Cathy Park Hong's Minor Feelings
Last year in AP Lang we read a part of Cathy Park Hong's book Minor Feelings, specifically, The Indebted, and Hong's writing style and word choice stuck with me as impactful and gave me a new perspective on different ideas.
When thinking of beautiful words and poetry, the first thing that came to my mind was Minor Feelings and The Indebted. Although I haven't read all of Minor Feelings, there were two lines from the book that stuck out to me as beautiful.
“Innocence is both a privilege and a cognitive handicap, a sheltered unknowingness that, once protracted into adulthood, hardens into entitlement.” Hong's choice of words such as "unknowingness" and "hardens" brings a sense of (interestingly enough) innocence turning into the knowledge of self, which is exactly what Hong is trying to convey. Another notable word to point out is Hong referring to innocence as a "cognitive handicap", unlike others who would refer to innocence as a barrier or another more toned down term, Hong's use of words shows the severity of innocence as Hong believes it to be.

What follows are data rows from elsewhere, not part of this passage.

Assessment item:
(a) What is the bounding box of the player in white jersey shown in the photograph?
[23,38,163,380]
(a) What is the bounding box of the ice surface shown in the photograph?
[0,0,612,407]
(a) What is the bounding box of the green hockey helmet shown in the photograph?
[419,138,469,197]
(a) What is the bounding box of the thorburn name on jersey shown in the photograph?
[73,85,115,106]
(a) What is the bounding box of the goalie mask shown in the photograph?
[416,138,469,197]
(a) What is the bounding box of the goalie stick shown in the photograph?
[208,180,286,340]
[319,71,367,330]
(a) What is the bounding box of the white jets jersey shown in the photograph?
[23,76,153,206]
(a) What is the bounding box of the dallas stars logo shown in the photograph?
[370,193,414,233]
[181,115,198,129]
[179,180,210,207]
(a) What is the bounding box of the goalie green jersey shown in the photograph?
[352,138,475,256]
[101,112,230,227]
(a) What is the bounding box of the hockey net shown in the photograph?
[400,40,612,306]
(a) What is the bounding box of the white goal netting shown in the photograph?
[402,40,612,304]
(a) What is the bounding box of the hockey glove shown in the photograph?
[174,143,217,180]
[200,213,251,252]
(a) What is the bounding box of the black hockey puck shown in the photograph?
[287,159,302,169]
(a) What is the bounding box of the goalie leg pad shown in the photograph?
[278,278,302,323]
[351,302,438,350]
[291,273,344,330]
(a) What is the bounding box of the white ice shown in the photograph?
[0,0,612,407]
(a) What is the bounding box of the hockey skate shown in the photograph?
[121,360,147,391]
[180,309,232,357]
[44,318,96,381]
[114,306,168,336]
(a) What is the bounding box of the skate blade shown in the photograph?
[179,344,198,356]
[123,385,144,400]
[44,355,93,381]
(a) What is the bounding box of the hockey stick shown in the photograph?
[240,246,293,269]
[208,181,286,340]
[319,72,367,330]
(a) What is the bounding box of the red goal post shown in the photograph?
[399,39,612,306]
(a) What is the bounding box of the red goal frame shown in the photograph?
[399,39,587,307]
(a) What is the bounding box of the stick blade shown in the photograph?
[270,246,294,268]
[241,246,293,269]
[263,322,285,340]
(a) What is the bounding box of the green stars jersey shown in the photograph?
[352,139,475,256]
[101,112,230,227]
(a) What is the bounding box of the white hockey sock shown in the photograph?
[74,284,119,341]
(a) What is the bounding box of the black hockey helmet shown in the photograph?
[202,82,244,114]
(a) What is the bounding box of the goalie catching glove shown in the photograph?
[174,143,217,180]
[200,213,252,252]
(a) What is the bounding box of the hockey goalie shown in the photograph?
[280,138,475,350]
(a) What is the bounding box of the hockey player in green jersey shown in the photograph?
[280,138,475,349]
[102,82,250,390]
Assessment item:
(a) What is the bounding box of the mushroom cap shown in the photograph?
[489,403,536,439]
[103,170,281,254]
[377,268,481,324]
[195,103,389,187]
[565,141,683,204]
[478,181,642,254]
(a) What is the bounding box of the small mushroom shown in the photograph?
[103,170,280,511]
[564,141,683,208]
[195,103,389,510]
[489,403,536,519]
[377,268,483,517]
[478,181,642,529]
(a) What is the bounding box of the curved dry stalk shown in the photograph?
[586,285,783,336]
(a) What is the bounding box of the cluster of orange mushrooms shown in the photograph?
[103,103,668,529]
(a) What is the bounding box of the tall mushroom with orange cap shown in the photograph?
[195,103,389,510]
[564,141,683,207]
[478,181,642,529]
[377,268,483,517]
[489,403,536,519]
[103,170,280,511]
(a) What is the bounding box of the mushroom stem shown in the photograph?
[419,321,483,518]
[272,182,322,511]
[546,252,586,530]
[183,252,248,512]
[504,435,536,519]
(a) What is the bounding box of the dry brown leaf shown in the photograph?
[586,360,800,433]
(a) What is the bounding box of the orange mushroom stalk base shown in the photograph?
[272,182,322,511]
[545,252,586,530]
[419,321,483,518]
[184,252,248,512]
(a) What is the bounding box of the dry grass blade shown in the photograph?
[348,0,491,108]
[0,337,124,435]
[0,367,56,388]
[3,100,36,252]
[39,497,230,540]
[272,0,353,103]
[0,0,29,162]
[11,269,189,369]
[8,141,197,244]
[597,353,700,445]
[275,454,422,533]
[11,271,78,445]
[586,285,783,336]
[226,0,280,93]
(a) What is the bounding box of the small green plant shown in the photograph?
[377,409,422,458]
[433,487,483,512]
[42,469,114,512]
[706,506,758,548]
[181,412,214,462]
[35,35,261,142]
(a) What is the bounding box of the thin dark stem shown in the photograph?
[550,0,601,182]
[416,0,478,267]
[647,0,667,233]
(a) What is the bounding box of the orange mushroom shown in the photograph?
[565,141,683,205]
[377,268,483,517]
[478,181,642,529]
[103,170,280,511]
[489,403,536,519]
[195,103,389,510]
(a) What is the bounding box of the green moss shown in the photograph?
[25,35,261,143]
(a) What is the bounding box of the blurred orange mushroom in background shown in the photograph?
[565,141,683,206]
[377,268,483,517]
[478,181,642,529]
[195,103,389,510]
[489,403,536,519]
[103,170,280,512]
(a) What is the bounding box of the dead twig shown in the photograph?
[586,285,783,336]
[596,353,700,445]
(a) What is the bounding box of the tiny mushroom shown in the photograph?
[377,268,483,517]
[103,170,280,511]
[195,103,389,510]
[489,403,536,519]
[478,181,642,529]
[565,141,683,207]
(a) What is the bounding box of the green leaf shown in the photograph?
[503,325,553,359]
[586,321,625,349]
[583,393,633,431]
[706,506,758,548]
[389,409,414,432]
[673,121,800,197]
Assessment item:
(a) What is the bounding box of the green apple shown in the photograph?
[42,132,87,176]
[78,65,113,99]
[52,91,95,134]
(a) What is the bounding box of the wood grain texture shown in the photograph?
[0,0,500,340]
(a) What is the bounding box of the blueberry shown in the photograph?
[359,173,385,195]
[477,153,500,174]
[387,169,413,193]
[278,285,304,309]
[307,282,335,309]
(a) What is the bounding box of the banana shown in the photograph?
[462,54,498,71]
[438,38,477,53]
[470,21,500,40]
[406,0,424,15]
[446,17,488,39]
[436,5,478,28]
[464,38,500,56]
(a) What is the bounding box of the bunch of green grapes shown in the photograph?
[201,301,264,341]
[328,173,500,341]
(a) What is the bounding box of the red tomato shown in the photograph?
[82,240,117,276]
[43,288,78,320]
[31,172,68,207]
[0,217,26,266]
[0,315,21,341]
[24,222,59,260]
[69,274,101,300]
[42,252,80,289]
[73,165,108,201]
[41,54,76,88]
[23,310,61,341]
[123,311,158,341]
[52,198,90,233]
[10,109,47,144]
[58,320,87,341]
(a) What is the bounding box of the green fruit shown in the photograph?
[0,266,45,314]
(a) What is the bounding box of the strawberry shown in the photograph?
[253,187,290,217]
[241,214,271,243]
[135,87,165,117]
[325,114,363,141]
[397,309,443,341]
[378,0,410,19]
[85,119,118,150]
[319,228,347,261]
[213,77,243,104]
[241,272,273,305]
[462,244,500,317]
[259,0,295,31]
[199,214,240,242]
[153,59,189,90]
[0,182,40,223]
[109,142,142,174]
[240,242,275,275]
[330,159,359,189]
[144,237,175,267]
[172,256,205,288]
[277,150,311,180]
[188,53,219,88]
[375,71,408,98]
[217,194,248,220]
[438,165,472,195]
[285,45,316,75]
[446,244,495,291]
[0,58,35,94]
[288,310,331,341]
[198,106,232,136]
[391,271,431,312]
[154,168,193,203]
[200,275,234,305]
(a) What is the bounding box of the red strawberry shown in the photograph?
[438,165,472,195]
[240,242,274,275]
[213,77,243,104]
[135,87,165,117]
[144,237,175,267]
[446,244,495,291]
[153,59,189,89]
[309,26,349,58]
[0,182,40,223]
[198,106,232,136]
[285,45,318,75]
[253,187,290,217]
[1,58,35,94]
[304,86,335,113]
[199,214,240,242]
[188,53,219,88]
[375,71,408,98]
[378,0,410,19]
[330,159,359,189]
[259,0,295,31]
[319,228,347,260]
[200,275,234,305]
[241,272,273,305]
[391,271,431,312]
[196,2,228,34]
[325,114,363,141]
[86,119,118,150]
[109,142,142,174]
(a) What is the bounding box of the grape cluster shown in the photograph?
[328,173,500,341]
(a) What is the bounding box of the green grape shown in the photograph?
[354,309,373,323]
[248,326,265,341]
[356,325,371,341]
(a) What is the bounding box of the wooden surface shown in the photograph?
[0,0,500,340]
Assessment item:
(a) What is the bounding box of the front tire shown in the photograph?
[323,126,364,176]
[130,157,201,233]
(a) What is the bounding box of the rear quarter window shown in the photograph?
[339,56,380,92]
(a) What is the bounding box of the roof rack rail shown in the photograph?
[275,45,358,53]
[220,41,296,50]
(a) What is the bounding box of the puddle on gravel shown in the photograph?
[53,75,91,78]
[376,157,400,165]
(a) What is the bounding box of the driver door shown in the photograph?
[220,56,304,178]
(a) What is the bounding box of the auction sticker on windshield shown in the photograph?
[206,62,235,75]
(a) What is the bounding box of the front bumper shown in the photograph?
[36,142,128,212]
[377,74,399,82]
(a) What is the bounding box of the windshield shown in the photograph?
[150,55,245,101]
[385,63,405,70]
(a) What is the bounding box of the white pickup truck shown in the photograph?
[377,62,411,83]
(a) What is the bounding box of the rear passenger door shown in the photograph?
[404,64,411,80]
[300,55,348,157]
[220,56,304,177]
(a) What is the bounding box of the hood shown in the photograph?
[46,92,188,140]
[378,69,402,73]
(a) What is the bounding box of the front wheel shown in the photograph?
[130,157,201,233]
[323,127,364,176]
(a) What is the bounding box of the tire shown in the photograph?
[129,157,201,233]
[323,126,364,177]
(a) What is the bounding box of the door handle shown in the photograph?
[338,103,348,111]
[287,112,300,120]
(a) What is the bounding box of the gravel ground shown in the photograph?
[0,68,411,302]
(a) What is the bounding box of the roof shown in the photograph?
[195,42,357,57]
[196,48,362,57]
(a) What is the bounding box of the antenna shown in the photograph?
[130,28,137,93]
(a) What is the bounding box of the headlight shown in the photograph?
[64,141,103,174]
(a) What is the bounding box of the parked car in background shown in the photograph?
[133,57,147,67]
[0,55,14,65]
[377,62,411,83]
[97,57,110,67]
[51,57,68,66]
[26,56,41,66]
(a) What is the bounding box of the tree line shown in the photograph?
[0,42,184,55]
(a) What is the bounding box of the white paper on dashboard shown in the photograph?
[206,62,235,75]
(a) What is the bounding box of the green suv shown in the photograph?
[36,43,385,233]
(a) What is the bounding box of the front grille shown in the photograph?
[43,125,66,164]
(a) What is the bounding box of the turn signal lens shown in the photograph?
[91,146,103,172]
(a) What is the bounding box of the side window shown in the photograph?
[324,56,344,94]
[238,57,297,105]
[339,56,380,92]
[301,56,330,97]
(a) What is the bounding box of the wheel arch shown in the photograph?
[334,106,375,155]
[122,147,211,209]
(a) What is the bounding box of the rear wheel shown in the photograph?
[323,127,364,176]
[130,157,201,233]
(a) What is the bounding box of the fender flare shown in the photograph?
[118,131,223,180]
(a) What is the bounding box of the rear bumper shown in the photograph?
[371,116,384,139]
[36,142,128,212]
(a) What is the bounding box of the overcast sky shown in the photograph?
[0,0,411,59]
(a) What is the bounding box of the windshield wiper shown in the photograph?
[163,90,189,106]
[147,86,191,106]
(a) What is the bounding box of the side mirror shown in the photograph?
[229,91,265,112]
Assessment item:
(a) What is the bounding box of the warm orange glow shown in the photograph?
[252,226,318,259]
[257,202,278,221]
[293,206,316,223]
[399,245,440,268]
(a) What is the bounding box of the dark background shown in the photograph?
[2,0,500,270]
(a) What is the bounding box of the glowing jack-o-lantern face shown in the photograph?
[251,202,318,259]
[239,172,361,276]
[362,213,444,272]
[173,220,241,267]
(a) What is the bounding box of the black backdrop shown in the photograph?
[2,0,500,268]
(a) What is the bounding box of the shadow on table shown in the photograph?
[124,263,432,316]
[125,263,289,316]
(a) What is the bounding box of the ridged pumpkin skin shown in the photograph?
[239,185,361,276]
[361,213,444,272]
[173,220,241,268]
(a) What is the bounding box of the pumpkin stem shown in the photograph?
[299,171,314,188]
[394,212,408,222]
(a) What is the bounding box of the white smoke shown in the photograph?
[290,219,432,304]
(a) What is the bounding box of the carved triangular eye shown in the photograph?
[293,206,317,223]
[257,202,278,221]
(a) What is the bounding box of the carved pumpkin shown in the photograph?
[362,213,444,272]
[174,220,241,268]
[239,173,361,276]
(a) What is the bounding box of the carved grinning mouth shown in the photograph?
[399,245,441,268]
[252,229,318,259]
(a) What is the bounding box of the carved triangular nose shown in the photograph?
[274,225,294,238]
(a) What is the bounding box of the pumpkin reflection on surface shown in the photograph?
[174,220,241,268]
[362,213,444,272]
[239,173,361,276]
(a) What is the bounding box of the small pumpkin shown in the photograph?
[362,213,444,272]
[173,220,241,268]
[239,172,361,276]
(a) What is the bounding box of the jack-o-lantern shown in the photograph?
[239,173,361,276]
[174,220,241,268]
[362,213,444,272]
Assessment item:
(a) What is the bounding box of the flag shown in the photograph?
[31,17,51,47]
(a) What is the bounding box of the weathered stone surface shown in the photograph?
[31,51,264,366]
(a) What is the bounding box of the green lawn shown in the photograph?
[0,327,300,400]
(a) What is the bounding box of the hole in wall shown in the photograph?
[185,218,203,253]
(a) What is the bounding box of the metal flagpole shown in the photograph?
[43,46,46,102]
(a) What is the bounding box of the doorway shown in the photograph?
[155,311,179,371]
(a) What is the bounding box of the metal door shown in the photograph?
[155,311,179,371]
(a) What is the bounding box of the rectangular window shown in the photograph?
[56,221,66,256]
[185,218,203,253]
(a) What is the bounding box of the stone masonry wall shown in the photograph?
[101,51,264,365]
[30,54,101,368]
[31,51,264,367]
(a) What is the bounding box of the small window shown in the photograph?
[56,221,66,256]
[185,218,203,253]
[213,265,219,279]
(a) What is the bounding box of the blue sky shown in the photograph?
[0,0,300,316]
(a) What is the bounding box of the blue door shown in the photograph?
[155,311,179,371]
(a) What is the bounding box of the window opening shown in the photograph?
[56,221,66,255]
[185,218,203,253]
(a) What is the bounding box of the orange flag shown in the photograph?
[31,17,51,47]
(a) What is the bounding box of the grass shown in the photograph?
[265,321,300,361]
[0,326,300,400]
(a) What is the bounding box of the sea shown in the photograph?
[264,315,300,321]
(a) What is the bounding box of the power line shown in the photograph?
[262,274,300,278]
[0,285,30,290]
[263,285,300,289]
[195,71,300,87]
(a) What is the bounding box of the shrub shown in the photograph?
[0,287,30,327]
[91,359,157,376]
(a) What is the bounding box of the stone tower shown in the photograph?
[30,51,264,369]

Another line from Minor Feelings | The Indebted that I find beautiful come from Hong's perspective on the feeling of indebtedness, “I’d rather be indebted than be the kind of white man who thinks the world owes him, because to live an ethical life is to be held accountable to history.” Hong brings her point across in a very efficient manner while also developing her ideas on accountability and indebtedness. Again Hong's word choice, words like "ethical" and "accountable", prove Hong's ideas while also showing the severity of the situation.
Although Minor Feelings isn't a poem, it's multiple essays of Hong's personal incidents and ideas put together in a rather poetic way. Not all poems have to rhyme to be a poem, and Hong's essays in Minor Feelings bring depth and beauty to her beliefs similar to how poems bring out depth in their own ways.